Names on a Memorial: Comrades in Vietnam and the Somme
While writing her proposal essay for the Vietnam Veterans Memorial (VVM) competition, Maya Lin was influenced by the Memorial to the Missing of the Somme in Thiepval, France. Designed by architect Edwin Lutyens, this WWI memorial honors 72,000 Britons, Indians and South Africans who went missing from the Somme battlefield, primarily during five months in 1916. The VVM honors 58,000 dead and missing during 20 years from 1956 to 1975. Lin’s essay emphasizes placement of the VVM within the context of the National Mall. I believe she was inspired by Thiepval’s site on a hill overlooking a cemetery. Lutyen’s memorial magnificently overwhelms the French countryside. While the VVM is overwhelming only when you get close to it, Lin’s work tends to be site specific, so it is natural that she would emphasize placement in her essay.
Lutyens’ Thiepval design interweaves six arches on a square of sixteen piers, spanning the length and width of the building. The arches increase in size as they decrease in number. Two north-south arches are intersected by two taller east-west arches, intersected by one even larger north-south arch, and finally intersected by the tallest east-west arch rising almost to the height of the edifice.
The names of the missing are engraved on the 16 piers. They are organized by British Army Order of Precedence, which determines how regiments appear on the parade ground. Within each regiment, names are listed by rank and within each rank, in alphabetical order. Like the VVM, the Thiepval memorial requires an index to locate individual names.
Also like the VVM, the arrangement places comrades close to each other. Prior to Vietnam, military personnel were often mustered into local regiments and sent off to war. In WWI, British towns sacrificed a generation of young men into fighting squads with names like Kensington Battalion and Cheshire Regiment. Organizing the missing of the Somme by unit not only combines those who fought together, but also those who lived together in their civilian towns. Military survivors remember comrades. Townspeople remember neighbors.

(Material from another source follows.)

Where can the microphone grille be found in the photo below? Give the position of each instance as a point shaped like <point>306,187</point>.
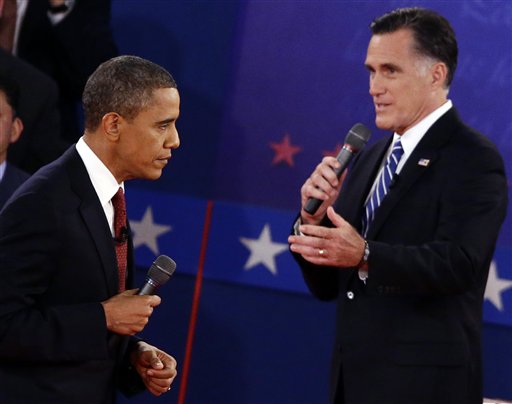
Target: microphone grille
<point>162,269</point>
<point>358,136</point>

In traditional wars, like WWI, military personnel mustered together and fought together throughout the entire conflict. Survivors returned home at the same time and, if they won, they had a parade. Vietnam changed that. Individuals were sent at different times, stayed for a few years and returned alone. No parade and no comradeship within the entire regiment. Vietnam veterans remember those who served at the same time, not those who served in their unit several years before they arrived. For Vietnam veterans, chronology, not unit, gathers comrades together.
(My thanks to Peter Francis, Media & PR Manager of the Commonwealth War Graves Commission, for his invaluable help in my research on the Thiepval memorial.)